5. Your take on ‘sexy time’

Show me one single guy who cares about sex at the beginning of a relationship.  Can’t do it, can you?  Somehow, ever guy seems to be asexual at the beginning, but turns into a wild stallion months later.

6. Ex, ex-ex, ex-ex-ex-ex

For some reason, at the beginning of a relationship, you never seem to mention (or even remember) your ex and other past flings.  However, we all know that by the end of the first year, you’re already talking about your 16th.  Jesus!

7. Ignorance

You certainly know EVERYTHING she talks about.  All of her favorite bands, artists, books, and movies… You never tell her until later in the relationship that you have no idea.

-“What movie is that?  I don’t think I’ve seen it.”

- “Well, you told me it was one of your favorites!”

- Duh, I lied to impress you!

8. Tastes, hobbies

You present yourself as the kind of guy who’s a wine expert, extremely detailed, showers 6 times a week, and drinks water from a crystal glass.  However, in 6 months, that civilized gentleman has turned into Tarzan.

9. Short temper

When you still have that ‘fresh’ vibe going on, you kindly warn other dudes that stare at your girl, and then are done with it.

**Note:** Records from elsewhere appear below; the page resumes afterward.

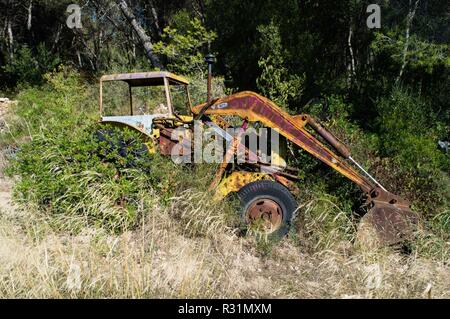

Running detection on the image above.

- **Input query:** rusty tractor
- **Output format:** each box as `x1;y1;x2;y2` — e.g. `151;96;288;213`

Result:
98;56;418;245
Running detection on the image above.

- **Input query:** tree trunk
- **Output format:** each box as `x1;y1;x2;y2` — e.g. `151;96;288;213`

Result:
131;32;136;58
27;0;33;31
51;24;62;52
193;0;206;24
72;27;98;71
396;0;420;84
347;24;356;84
117;0;163;69
149;0;162;37
7;18;13;61
76;50;82;68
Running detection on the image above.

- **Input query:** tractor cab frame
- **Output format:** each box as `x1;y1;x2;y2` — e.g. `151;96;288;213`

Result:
99;71;193;135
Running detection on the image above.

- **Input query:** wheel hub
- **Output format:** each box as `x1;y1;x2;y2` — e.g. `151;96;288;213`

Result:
246;198;283;234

After a certain while, you are ready to choke him right there!

10. Jealousy

Jealousy corresponds perfectly with time. You might think it starts as you move along but in truth, you had been hiding it all along very skillfully. 

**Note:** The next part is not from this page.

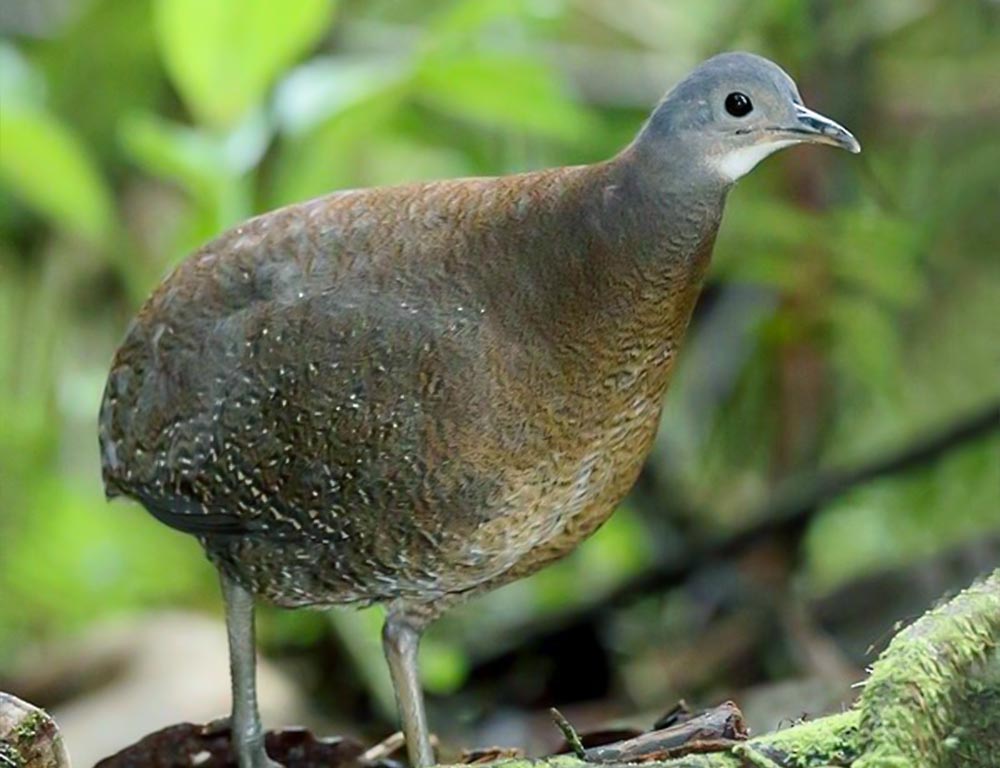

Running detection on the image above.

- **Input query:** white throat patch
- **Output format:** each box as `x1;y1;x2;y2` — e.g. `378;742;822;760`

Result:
713;140;797;182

-No, why would I be jealous?  He’s just your friend from high school, right?

11. Belly

You try so hard to suck your belly in that you lose at least 5 pounds in the first few months… If only you’d spend half of that effort on exercise!

12. Being natural

They never know how you look in your “natural” form.  When you wake up, the first thing you do is clean yourself up, even if you’re just going to the store.  However, after a while, you shatter that image by revealing your natural form, and she will be like “dafuq?”

13. Priorities

At the beginning of a relationship, your first priorities are yourself, your partner, your families, and your friends.  But after a while, betting, gaming, and drinking with your friends rapidly tops that list.  Your partner will always be first, but sometimes it’ll be hard to tell.

Bonus: Talents

He told you he’s a good dancer?  Take him to a friend’s wedding and check out his clumsy waltz and disastrous salsa skills.